Dünya enerji taşımacılığının en kritik güzergahlarından biri olan Hürmüz Boğazı’nda artan jeopolitik gerilim, küresel ölçekte enerji piyasalarında endişeye yol açtı. Türkiye, 2019 yılından bu yana İran’dan doğrudan petrol alımı yapmıyor olsa da, ülkeye gelen ham petrolün yaklaşık yüzde 20’si ve belirli dönemlerde Katar’dan tedarik edilen sıvılaştırılmış doğalgaz (LNG) da Hürmüz üzerinden sevk ediliyor.

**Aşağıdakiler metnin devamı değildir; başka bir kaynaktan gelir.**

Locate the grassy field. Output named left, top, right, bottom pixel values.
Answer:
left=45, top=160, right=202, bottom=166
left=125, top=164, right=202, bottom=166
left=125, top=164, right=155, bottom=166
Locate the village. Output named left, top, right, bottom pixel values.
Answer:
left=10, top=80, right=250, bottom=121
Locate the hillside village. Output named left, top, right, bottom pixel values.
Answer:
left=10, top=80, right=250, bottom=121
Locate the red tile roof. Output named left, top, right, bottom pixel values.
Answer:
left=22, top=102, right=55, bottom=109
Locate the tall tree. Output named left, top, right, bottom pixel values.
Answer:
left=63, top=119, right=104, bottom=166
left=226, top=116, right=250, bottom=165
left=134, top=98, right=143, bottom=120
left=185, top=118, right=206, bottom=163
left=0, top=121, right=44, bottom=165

TEDARİK ÇEŞİTLİLİĞİ GÜVEN VERİYOR
Bu güzergah üzerinden gelen arzın sekteye uğrama ihtimaline karşı Türkiye uzun süredir enerji tedarikinde çeşitlendirmeye gidiyor. İran’dan doğrudan ithalat yapılmaması, bu ülkeye özgü riskleri şimdiden ortadan kaldırmış durumda. Ayrıca Gabar sahası gibi yerli üretim sahalarında kapasitenin artırılmasıyla birlikte, iç üretimin tüketimdeki payı artıyor. Son verilere göre bu oranın yüzde 8'e ulaştığı belirtiliyor. Enerji politikalarında öne çıkan bir diğer unsur ise alternatif güzergahlar:
Kalkınma Yolu ve Orta Koridor gibi bölgesel lojistik projeler, enerji akışını çeşitlendirme hedefiyle öne çıkıyor. Hürmüz Boğazı’nda yaşanabilecek her gelişme dünya piyasaları açısından önemli tehditler barındırsa da, Türkiye bu süreci görece sınırlı etkilerle karşılayacak bir altyapı ve hazırlığa sahip.